Files
swarm-zap/skills/kubernetes/scripts/node-maintenance.sh

98 lines
3.0 KiB
Bash

#!/bin/bash
# node-maintenance.sh - Safely drain and prepare node for maintenance
# Usage: ./node-maintenance.sh <node-name> [--force]
set -e
NODE=${1:-""}
FORCE=${2:-""}
if [ -z "$NODE" ]; then
echo "Usage: $0 <node-name> [--force]" >&2
echo "" >&2
echo "Available nodes:" >&2
kubectl get nodes --no-headers | awk '{print " " $1 " (" $2 ")"}'
exit 1
fi
echo "=== NODE MAINTENANCE: $NODE ===" >&2
echo "Timestamp: $(date -u +"%Y-%m-%dT%H:%M:%SZ")" >&2
echo "" >&2
# Verify node exists
if ! kubectl get node "$NODE" &>/dev/null; then
echo "Error: Node '$NODE' not found" >&2
exit 1
fi
# Show current status
echo "### Current Node Status ###" >&2
kubectl get node "$NODE" -o wide >&2
echo -e "\n### Pods on Node ###" >&2
POD_COUNT=$(kubectl get pods -A --field-selector spec.nodeName="$NODE" --no-headers | wc -l | tr -d ' ')
echo "Total pods: $POD_COUNT" >&2
kubectl get pods -A --field-selector spec.nodeName="$NODE" --no-headers | head -20 >&2
[ "$POD_COUNT" -gt 20 ] && echo "... and $((POD_COUNT - 20)) more" >&2
# Check for pods with PDBs that might block drain
echo -e "\n### Checking PodDisruptionBudgets ###" >&2
kubectl get pdb -A -o json 2>/dev/null | jq -r '.items[] | "\(.metadata.namespace)/\(.metadata.name): minAvailable=\(.spec.minAvailable // "N/A"), maxUnavailable=\(.spec.maxUnavailable // "N/A")"' >&2
# Confirmation
if [ "$FORCE" != "--force" ]; then
echo "" >&2
read -p "Proceed with cordoning and draining node $NODE? (yes/no): " confirm
if [ "$confirm" != "yes" ]; then
echo "Aborted." >&2
exit 0
fi
fi
# Step 1: Cordon the node
echo -e "\n### Step 1: Cordoning node ###" >&2
kubectl cordon "$NODE"
echo "✓ Node cordoned (unschedulable)" >&2
# Step 2: Drain the node
echo -e "\n### Step 2: Draining node ###" >&2
DRAIN_OPTS="--ignore-daemonsets --delete-emptydir-data --grace-period=60 --timeout=300s"
if [ "$FORCE" == "--force" ]; then
DRAIN_OPTS="$DRAIN_OPTS --force"
echo "Force mode enabled" >&2
fi
if kubectl drain "$NODE" $DRAIN_OPTS; then
echo "✓ Node drained successfully" >&2
else
echo "Warning: Drain completed with some issues" >&2
fi
# Step 3: Verify no pods remain (except daemonsets)

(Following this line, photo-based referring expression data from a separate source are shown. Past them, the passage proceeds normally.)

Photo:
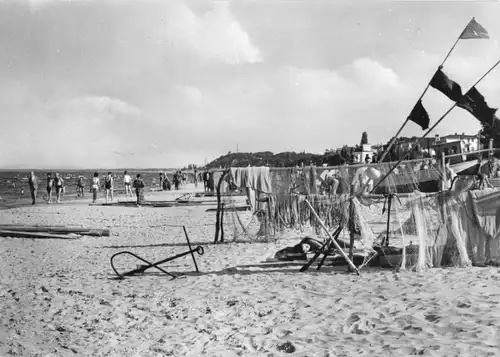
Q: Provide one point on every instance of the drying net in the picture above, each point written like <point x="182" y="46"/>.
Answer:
<point x="404" y="223"/>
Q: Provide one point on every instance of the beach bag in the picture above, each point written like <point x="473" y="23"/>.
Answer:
<point x="138" y="184"/>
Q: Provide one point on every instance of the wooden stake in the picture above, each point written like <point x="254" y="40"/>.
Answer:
<point x="333" y="241"/>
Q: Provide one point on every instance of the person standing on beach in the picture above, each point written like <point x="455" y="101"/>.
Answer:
<point x="108" y="186"/>
<point x="161" y="181"/>
<point x="96" y="186"/>
<point x="139" y="188"/>
<point x="177" y="179"/>
<point x="195" y="173"/>
<point x="50" y="184"/>
<point x="166" y="182"/>
<point x="59" y="184"/>
<point x="33" y="183"/>
<point x="127" y="182"/>
<point x="80" y="186"/>
<point x="206" y="177"/>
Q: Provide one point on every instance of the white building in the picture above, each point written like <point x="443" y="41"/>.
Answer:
<point x="366" y="151"/>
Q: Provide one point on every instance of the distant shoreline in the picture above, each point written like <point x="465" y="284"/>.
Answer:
<point x="91" y="169"/>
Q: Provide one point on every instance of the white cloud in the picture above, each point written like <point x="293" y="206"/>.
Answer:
<point x="216" y="34"/>
<point x="95" y="109"/>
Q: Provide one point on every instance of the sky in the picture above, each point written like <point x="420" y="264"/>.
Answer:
<point x="140" y="84"/>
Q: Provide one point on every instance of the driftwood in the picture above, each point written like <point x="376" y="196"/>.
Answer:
<point x="231" y="208"/>
<point x="20" y="234"/>
<point x="57" y="229"/>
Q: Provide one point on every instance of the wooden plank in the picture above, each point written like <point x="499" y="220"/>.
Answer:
<point x="58" y="230"/>
<point x="236" y="208"/>
<point x="17" y="234"/>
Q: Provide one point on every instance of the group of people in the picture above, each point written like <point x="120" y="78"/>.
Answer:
<point x="138" y="185"/>
<point x="55" y="182"/>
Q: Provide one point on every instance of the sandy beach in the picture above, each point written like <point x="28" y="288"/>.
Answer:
<point x="59" y="297"/>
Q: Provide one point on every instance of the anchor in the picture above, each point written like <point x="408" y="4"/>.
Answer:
<point x="142" y="268"/>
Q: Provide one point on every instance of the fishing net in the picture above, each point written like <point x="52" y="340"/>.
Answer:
<point x="406" y="222"/>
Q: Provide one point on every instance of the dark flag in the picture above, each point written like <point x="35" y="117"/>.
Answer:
<point x="445" y="85"/>
<point x="474" y="103"/>
<point x="419" y="115"/>
<point x="474" y="30"/>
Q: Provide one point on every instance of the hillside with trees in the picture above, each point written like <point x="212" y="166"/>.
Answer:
<point x="282" y="159"/>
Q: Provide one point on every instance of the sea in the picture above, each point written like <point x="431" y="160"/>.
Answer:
<point x="14" y="188"/>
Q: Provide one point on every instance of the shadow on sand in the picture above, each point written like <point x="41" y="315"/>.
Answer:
<point x="290" y="267"/>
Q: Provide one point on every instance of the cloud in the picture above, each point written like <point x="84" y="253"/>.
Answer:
<point x="214" y="34"/>
<point x="98" y="109"/>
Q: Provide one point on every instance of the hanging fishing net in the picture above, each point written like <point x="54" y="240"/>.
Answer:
<point x="406" y="222"/>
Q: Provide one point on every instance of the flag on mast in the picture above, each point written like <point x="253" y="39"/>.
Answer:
<point x="474" y="30"/>
<point x="419" y="116"/>
<point x="474" y="103"/>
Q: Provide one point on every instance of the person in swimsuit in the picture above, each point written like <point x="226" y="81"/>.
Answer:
<point x="50" y="184"/>
<point x="80" y="186"/>
<point x="139" y="188"/>
<point x="127" y="182"/>
<point x="33" y="183"/>
<point x="96" y="186"/>
<point x="108" y="186"/>
<point x="59" y="184"/>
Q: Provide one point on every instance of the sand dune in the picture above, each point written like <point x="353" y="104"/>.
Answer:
<point x="58" y="298"/>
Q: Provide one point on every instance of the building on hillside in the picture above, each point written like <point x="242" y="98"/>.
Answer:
<point x="366" y="151"/>
<point x="456" y="144"/>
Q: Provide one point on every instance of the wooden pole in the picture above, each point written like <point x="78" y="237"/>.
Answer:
<point x="352" y="227"/>
<point x="218" y="214"/>
<point x="443" y="165"/>
<point x="349" y="261"/>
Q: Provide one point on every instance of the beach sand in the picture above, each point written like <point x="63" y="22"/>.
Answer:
<point x="59" y="298"/>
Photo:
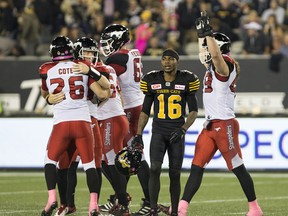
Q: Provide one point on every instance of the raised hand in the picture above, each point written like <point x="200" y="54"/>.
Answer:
<point x="203" y="26"/>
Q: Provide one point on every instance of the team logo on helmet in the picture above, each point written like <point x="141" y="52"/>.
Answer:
<point x="128" y="160"/>
<point x="113" y="38"/>
<point x="223" y="42"/>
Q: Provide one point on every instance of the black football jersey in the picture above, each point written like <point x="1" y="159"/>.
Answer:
<point x="170" y="98"/>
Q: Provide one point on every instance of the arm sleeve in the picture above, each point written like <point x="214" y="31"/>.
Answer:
<point x="119" y="62"/>
<point x="194" y="85"/>
<point x="192" y="103"/>
<point x="147" y="103"/>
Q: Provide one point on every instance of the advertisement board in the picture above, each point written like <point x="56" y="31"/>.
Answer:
<point x="264" y="143"/>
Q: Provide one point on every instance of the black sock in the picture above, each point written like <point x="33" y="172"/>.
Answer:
<point x="143" y="176"/>
<point x="193" y="183"/>
<point x="175" y="188"/>
<point x="91" y="178"/>
<point x="50" y="176"/>
<point x="99" y="172"/>
<point x="246" y="182"/>
<point x="72" y="182"/>
<point x="120" y="185"/>
<point x="154" y="182"/>
<point x="62" y="185"/>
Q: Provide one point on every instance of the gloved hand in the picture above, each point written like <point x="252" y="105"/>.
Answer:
<point x="105" y="74"/>
<point x="202" y="26"/>
<point x="177" y="135"/>
<point x="137" y="142"/>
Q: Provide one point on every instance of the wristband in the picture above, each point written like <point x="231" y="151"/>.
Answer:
<point x="94" y="74"/>
<point x="47" y="100"/>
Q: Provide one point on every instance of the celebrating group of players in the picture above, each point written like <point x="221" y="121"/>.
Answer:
<point x="99" y="116"/>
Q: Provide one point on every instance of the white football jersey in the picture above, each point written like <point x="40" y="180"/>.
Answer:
<point x="113" y="106"/>
<point x="219" y="94"/>
<point x="75" y="87"/>
<point x="130" y="78"/>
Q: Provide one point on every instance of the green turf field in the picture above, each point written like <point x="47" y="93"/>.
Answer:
<point x="24" y="193"/>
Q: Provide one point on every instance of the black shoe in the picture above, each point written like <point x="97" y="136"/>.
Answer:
<point x="120" y="210"/>
<point x="154" y="212"/>
<point x="109" y="205"/>
<point x="144" y="210"/>
<point x="164" y="209"/>
<point x="94" y="212"/>
<point x="53" y="206"/>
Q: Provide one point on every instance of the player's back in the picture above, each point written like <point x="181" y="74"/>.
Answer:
<point x="219" y="95"/>
<point x="128" y="67"/>
<point x="60" y="78"/>
<point x="169" y="98"/>
<point x="113" y="106"/>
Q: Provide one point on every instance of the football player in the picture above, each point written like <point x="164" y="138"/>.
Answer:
<point x="72" y="122"/>
<point x="84" y="49"/>
<point x="128" y="66"/>
<point x="170" y="90"/>
<point x="221" y="129"/>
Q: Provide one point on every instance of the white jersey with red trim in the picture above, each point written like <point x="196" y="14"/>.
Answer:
<point x="128" y="67"/>
<point x="59" y="77"/>
<point x="219" y="93"/>
<point x="113" y="106"/>
<point x="102" y="68"/>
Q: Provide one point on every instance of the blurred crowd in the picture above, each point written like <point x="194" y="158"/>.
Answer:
<point x="254" y="26"/>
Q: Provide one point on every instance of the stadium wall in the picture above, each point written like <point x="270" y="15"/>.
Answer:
<point x="264" y="143"/>
<point x="259" y="91"/>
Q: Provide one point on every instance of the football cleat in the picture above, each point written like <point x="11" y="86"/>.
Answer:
<point x="61" y="211"/>
<point x="70" y="210"/>
<point x="50" y="210"/>
<point x="109" y="205"/>
<point x="94" y="212"/>
<point x="120" y="210"/>
<point x="144" y="210"/>
<point x="255" y="212"/>
<point x="165" y="209"/>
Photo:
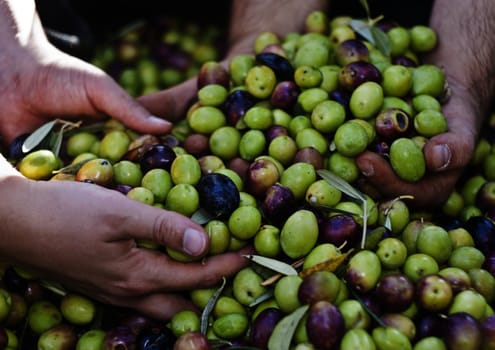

echo -e "\n### Step 3: Verification ###" >&2
REMAINING=$(kubectl get pods -A --field-selector spec.nodeName="$NODE" --no-headers 2>/dev/null | wc -l | tr -d ' ')
echo "Remaining pods on node: $REMAINING (should be daemonsets only)" >&2
kubectl get pods -A --field-selector spec.nodeName="$NODE" >&2
echo "" >&2
echo "========================================" >&2
echo "NODE MAINTENANCE READY" >&2
echo "========================================" >&2
echo "Node '$NODE' is now cordoned and drained." >&2
echo "" >&2
echo "Perform your maintenance tasks, then run:" >&2
echo " kubectl uncordon $NODE" >&2
echo "" >&2
# Output JSON
cat << EOF
{
"node": "$NODE",
"action": "drain",
"timestamp": "$(date -u +"%Y-%m-%dT%H:%M:%SZ")",
"remaining_pods": $REMAINING,
"status": "ready_for_maintenance"
}
EOF